Quelle parole fecero gelare il sangue nelle vene di Eren, svegliandolo dal tepore in cui il sonno lo stava avvolgendo, improvvisamente sentì la gola terribilmente secca e le gambe tremanti, troppo deboli per reggere il suo peso e sentiva che sarebbe caduto, forse in pezzi.
Deglutì a fatica sotto lo sguardo di ghiaccio di Levi, aveva imparato ad apprezzare quel gelo, aveva imparato a capirlo e a perdersi in esso ma non era pronto ad averlo addosso in quel modo, si sentiva nudo e indifeso: debole.
Quella sensazione lo riportava indietro nel tempo, quando non era che un bambino abbandonato a se stesso, quando era immobile e solo davanti alla vita, quando il suo unico amico era un orsacchiotto sporco ed esso stesso era la sua famiglia, la sua unica famiglia; conservava ancora quel giocattolo logoro, e quando la solitudine e la tristezza tornavano a fargli visita quello riusciva ad aiutarlo, e con la sua fidata maschera di perfezione poteva addirittura sembrare agli occhi degli altri felice e spensierato, un cantante di successo con file e file di fan al seguito.
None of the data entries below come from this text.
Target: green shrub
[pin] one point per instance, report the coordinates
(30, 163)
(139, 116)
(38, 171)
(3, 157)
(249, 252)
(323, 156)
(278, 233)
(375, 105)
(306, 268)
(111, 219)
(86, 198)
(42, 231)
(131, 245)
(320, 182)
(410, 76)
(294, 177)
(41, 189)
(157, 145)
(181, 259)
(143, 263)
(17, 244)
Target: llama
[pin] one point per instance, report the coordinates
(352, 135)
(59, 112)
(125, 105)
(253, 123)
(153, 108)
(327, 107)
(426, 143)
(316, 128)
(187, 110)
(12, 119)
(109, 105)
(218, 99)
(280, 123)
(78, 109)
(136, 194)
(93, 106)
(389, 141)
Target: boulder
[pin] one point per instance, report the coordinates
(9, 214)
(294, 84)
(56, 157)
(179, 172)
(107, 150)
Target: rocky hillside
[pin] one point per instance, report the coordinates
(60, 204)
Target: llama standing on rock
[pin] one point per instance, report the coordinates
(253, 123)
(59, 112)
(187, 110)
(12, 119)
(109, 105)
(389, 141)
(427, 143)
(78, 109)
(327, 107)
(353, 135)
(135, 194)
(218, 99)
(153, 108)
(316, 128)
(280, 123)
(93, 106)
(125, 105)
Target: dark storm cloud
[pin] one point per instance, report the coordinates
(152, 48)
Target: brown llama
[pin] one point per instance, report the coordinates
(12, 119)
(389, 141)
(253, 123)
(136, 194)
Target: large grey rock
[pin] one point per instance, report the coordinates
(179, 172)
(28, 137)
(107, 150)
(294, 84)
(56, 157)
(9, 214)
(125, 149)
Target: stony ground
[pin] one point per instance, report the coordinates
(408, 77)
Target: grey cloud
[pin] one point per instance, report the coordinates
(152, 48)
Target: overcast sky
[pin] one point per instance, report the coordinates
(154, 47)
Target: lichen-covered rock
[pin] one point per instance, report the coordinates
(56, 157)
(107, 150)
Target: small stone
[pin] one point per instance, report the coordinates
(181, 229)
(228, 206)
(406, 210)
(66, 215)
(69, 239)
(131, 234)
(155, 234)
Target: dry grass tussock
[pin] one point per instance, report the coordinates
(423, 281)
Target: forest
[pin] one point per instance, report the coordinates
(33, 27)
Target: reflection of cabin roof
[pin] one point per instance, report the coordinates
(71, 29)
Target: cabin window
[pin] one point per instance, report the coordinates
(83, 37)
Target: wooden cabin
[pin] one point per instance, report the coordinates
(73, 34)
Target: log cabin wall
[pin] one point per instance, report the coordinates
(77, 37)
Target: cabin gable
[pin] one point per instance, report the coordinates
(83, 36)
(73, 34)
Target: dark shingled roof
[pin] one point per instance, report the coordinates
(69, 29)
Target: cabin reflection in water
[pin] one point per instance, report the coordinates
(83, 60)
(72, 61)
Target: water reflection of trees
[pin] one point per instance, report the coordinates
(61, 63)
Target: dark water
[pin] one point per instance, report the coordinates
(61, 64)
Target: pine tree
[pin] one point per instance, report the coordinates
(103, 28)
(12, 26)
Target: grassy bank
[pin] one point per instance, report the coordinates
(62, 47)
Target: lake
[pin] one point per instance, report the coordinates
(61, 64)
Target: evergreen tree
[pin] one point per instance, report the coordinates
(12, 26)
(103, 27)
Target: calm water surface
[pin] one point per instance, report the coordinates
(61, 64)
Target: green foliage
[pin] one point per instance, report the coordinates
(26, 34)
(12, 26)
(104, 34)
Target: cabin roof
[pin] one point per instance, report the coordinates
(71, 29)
In quel momento avrebbe voluto abbracciare quel peluche a cui tante volte aveva ricucito le orecchie e le zampette, quando i bulletti gliele strappavano, avrebbe voluto chiudere la porta e chiudere l'amicizia con Levi, far finta che tutto quello non fosse che un sogno o un brutto tiro della sua fervida immaginazione.
Avrebbe voluto fare tante cose, una più sconsiderata dell'altra, ma non fece nulla. Niente di niente. Rimase fermo ancora una volta, davanti ad una verità che non era pronto a svelare, come se nascondendola e lasciandola taciuta sarebbe piano piano scomparsa, come se ignorandola avrebbe fatto meno male, sapeva che non sarebbe stato così, sapeva che avrebbe continuato a fare male, sempre di più fino a fargli sanguinare il cuore, fino a fargli esaurire tutte le lacrime, ma non sapeva cosa fare, questa era la cruda verità: non sapeva cosa fare, non lo aveva mai saputo.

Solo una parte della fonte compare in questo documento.